# Met Broadcasts



## DavidA (Dec 14, 2012)

Just seen the Met Carmen broadcast. Stunning production generally despite one or two reservations. Voluptuous Carmen, psychotic Jose, handsome Escamillo and a Michaela who brought the house down with her aria. Fiery conducting on the whole and the small parts very well done. No reservation at all about the power and beauty of Bizet's miraculous score. Most enjoyable evening. anyone else see it?


----------



## Posie (Aug 18, 2013)

Do you have to pay a monthly fee to see the broadcast? Do you know the names of any of the singers?


----------



## DavidA (Dec 14, 2012)

No just entrance fee at the cinema.

http://www.metopera.org/metopera/liveinhd/live-in-hd-2014-15-season


----------



## opus55 (Nov 9, 2010)

Thanks for the post.
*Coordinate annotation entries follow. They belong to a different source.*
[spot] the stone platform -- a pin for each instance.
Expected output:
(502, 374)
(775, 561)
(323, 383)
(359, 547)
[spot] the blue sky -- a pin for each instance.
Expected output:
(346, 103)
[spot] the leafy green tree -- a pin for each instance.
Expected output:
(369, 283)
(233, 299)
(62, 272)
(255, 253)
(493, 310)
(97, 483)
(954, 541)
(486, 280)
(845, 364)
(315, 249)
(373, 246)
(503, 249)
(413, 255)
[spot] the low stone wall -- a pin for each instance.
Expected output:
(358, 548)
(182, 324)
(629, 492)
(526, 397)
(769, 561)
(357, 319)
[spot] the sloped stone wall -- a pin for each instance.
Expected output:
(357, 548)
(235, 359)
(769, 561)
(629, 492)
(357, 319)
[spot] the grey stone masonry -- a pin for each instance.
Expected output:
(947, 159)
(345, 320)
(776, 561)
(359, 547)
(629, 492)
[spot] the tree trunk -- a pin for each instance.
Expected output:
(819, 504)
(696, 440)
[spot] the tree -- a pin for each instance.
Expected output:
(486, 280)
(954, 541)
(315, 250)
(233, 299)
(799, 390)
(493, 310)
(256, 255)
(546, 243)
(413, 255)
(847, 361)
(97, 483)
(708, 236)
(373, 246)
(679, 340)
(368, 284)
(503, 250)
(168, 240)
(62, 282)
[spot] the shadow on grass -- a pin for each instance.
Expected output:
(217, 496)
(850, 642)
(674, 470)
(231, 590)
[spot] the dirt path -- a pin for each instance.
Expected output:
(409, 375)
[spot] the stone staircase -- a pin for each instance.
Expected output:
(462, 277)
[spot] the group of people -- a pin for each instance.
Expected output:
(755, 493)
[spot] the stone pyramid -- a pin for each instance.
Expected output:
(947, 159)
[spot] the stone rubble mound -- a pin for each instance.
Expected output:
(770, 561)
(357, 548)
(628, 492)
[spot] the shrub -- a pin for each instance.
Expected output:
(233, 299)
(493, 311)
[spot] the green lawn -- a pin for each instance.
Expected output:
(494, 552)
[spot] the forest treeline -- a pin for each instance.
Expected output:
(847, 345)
I'll be watching Die Meistersinger von Nurnberg in December.


----------



## Divasin (Aug 8, 2014)

I also saw and enjoyed the HD broadcast of Carmen.
Although I've seen many, many Carmen(s) over the years I was anxious to hear this new young singer, Anita Rachvelishvili.
She made her debut in this role at La Scala in 2009 at 25!




She was every inch Carmen ...great performance!




I was worried about Aleksandrs Antonenko, (a powerful but sometimes unsubtle tenor) but he rose to the challenge and was a good match for Rachvelishvili.
I prefer this version over the 2010 HD broadcast with the rather cool Elena Garanca and passionate Roberto Alagna.


----------



## Radames (Feb 27, 2013)

I watch almost all of them. I skipped Werther last year though. Just don't care to see another Werther. Some of the woman I know saw it because they have the hots for Jonas Kaufmann. I'm really looking forward to Meistersinger because you don't get to see that much. Carmen's are a dime a dozen. I liked Rachvelishvili. I just wish I could pronounce her name.


----------



## Ivansen (Aug 8, 2014)

I missed Carmen this weekend, but I did catch Figaro a few weeks back. The close-up shots are great, and a really nice way to see Opera performed. Of course, I'd rather be in the concert hall, but the cinema is a decent second best.

I'll be seeing the Barber of Seville in a few weeks, mainly cause I have a tiny crush on Isabel Leonard. And most likely the Meistersinger after that.


----------



## Divasin (Aug 8, 2014)

Ivansen said:


> I missed Carmen this weekend, but I did catch Figaro a few weeks back. The close-up shots are great, and a really nice way to see Opera performed. Of course, I'd rather be in the concert hall, but the cinema is a decent second best.
> 
> I'll be seeing the Barber of Seville in a few weeks, mainly cause I have a tiny crush on Isabel Leonard. And most likely the Meistersinger after that.


I go to most of the HD broadcasts both Met and ROH....the recent Nozze di Figaro was a breath of fresh air and Isabel a most convincing Cherubino....looking forward to her Rosina!


----------



## nina foresti (Mar 11, 2014)

I opted to miss the HD and instead go to the Met when Garanca and Kaufmann are cast in March. The theater is sold out --the only one this season where no one can get a ticket. (maybe last minute something will turn up -- who knows?)
I never think of Garanca as cool. I think of her as "cool/hot". Big difference.


----------



## Pugg (Aug 8, 2014)

It is a great opportunity to see the Live performance but the sound is sometimes awful, either to loud or a very bad transmitting.

Highlights this year *none*. 
Macbeth , don't get me started on that horrible production. 
Le Nozze , same .
Carmen, very mediocre.


----------



## Divasin (Aug 8, 2014)

Alas poor sound is the fault of the theatre not the broadcast. 
My theatre upgraded their sound system so it is now excellent.


----------